Artificial intelligence has the potential to deliver game-changing results for quality inspection and defect detection. However, until now the process of training the model has proven problematic. The traditional, supervised model requires extensive input from the quality manager and other personnel involved in the production process. For many, the hassle and time this process takes means it is not a worthwhile investment.
The alternative, unsupervised model promises much more on paper, but often fails to deliver in practice. For an unsupervised model, minimal input is required to get the model up and running, but you need input at a later stage to optimize the model. Experience has taught us that relatively minor changes in environmental conditions can seriously impact the performance of the model, which requires the data specialist or other service personnel who supplied the system returning to fine-tune the model.
This can be a never-ending story, and one that never ends with a model that fully meets the needs and KPIs of the user.
The optimal solution that industry experts are now leaning toward involves a mixture of these two models. The first stage of the model building process involves as much automation as possible, and is largely unsupervised. The model can be fed untagged images during normal production and learn for itself, building a general understanding of what an okay product looks like and what potential defects look like, grouping the latter into categories. By automating this stage of the model-building process, you reduce time and stress.
However, you still need guided learning to fine-tune that final twenty percent of the process. At some stage, the model will require feedback so that it can understand, from the defects that it’s found, which actually are defects and which are normal occurrences, like the presence of dust, fiber or water. The model also needs feedback on which regions of the product are more sensitive than others, so it know where to pay the most attention in the future.
Who is the best person to be involved in this process? The data experts, who understand artificial intelligence but have less familiarity with the product? Or the quality manager or similar production personnel, who have a deep knowledge of the product and the potential defects, but do not have a background in AI?
Leverage the Quality Manager
Until now, the answer to this question was the data expert. If the model was not performing as intended, you had to bring in the data expert to optimize it further or provide additional feedback.
The problem with this is approach was that the data expert won’t be able to determine the difference between a defect that requires flagging, and a defect that is within tolerable limits. They are also less knowledge about different categorizations of defect. They can provide feedback to the model, but without that specific knowledge of the product and the defects that occur, that feedback will be model-oriented, rather than product-oriented.

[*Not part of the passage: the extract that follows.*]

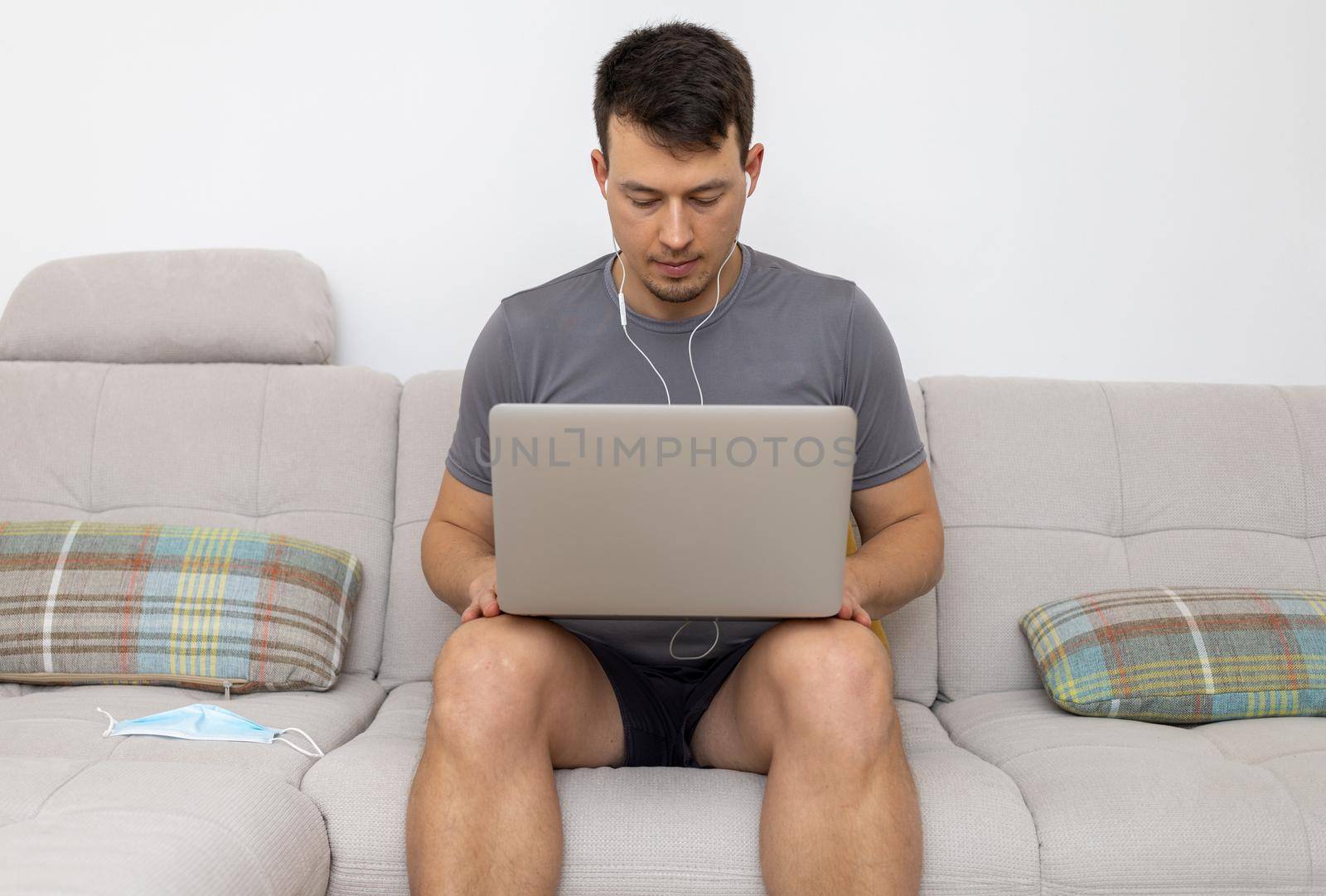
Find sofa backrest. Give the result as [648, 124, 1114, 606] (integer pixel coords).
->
[378, 370, 937, 706]
[0, 249, 400, 675]
[920, 376, 1326, 700]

Ideally, you therefore want the quality manager or another person who knows the product inside out involved in training the model. The problem was that until now, their involvement demanded significant time. By having the first stage of the learning process automated or unsupervised, you can eliminate this. You then need the input of the quality manager for that final ten or twenty percent, to provide the feedback and optimization in those areas where knowledge of the product is key.
By leveraging the knowledge of production personnel, the model you develop is far more accurate and can handle the more complex problems with which previous generations struggled.